David Feherty, eyes closed, is banging his head on the elevator wall. But gently, so as not to further scramble his long-suffering gray matter. "You'd have to be a total idiot," he says into the wall, "to send me on the simplest errand without a guide dog and a nurse. I need a caretaker, and that's the truth."

The Irish lilt of his internationally recognized voice puts a comedic spin on the past 10 minutes, during which the CBS golf reporter and host of the eponymous Golf Channel interview show, clutching his electronic room key, has roamed the labyrinthine corridors of a Las Vegas hotel tower before remembering that the Aria Resort and Casino actually has two guest towers.

Straightening, a bemused Feherty shakes his head. His trim torso, in ruffled dress shirt and unbuttoned vest, looks ready for a black-tie affair, but his nether anatomy wears jeans and pointy suede boots. His black hair is combed back in the brilliantined style of a fifties cowboy crooner, but pointy sideburns and a Van Dyke beard suggest Lucifer in a production of Damn Yankees.

"Last week," he says in the plummeting elevator, "I couldn't find my room at the Bellagio," another Vegas casino. "I nearly slept in the hallway."

Feherty is embellishing a story he told over a tapas lunch, in which he recalled performing for an industry group at the Bellagio a few days earlier. "There were two thousand of them," he said, "but I had no idea who I was talking to. It was restaurant managers, but it could have been the local child-molesting club!"

The jokey coda was vintage Feherty. So was the way he rolled his eyes after announcing that his in-laws would be spending Thanksgiving at his home in Dallas.("They're from Mississippi. They think Deliverance is a love story.")

But you can't separate Feherty's antics from his anxieties. He noticed a few years ago that he was starting to forget things. "And not where my car keys were," he said at lunch. "I was starting to forget words. At a speaking engagement for the Navy I had to ask the audience to help me. 'What do you call that thing that goes across the land that has water in it?' And people would shout, 'A tanker!' No, that's not it. Somebody shouts something else. 'A stream!' "No! I meant a river."

He smacked his forehead with the heel of his right hand. "I've had my head run over a couple of times, taken a few falls, been knocked senseless."

So yeah, Feherty has reason to worry about the possibility that he's losing his ability to express or comprehend speech, a condition known as aphasia. At 54, he already depends on his wife of 17 years to manage his affairs and make sure he doesn't get on a plane to Fargo when he's supposed to speak in Seattle. "I rely on Anita beyond anything you can imagine," he'd said in the restaurant, staring wistfully at the attractive brunette by his side. "I don't know where we bank. I don't know how much I get paid. I couldn't tell you my net worth."

It got so bad last summer that he asked Anita to make an appointment for him to get an MRI brain scan.

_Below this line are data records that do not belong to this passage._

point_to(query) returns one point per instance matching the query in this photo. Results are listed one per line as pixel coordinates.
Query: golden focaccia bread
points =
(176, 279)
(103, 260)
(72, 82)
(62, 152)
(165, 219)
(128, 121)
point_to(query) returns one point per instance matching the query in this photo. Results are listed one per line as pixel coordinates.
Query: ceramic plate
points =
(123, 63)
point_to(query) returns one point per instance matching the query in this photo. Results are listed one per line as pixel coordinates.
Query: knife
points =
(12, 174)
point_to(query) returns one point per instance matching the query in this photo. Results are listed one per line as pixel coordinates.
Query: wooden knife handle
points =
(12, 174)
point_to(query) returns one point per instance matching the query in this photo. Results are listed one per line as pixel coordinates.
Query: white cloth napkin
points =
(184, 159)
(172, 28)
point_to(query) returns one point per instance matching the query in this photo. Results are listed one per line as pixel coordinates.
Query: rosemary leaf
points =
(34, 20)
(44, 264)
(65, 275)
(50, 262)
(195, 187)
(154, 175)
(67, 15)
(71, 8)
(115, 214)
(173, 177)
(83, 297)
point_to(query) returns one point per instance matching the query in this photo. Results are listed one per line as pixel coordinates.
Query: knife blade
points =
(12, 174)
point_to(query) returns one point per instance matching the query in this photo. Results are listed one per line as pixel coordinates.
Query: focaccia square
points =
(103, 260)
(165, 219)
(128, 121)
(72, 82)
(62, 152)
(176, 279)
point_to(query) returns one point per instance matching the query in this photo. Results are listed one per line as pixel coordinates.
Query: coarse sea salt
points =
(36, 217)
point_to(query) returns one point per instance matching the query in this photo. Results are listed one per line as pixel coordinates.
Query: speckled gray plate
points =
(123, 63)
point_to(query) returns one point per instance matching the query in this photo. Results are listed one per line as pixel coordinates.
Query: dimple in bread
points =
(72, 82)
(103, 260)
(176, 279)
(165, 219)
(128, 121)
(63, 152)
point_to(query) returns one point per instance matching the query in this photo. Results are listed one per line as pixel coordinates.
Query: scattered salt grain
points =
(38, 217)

"My problem," he starts to say--but he's interrupted by the elevator doors opening. He steps out and looks right and left before joining a parade of guests headed for the casino floor. His eyes search for a sign pointing to the Skyview Suites Tower.

"Remind me again," Feherty says to a reporter. "What is this for?"


The doctors x-rayed my head, Dizzie Dean used to say, and found nothing.

Feherty went to a neurologist for tests a few years ago, already worried that his mental deterioration mirrored that of his Alzheimer's-stricken father in Northern Ireland. But far from confirming dementia, a battery of cognitive tests showed the younger Feherty to be in the top percentile, noodlewise.

That surprised no one who had worked with Feherty, from his CBS colleagues to the editors of his five books. The word most used to describe him -- after lunatic -- is genius. "David is one of the most quick-minded people I've ever met," says Golf Channel analyst Kelly Tilghman, "and he has an amazing ability to paint pictures with words." Keith Allo, the executive producer of Feherty, says, "There's a definite genius to the way he looks at the world."

"David's brilliant," confirms Anita Feherty. "I'd say he's becoming a genius. He's constantly reading and discovering."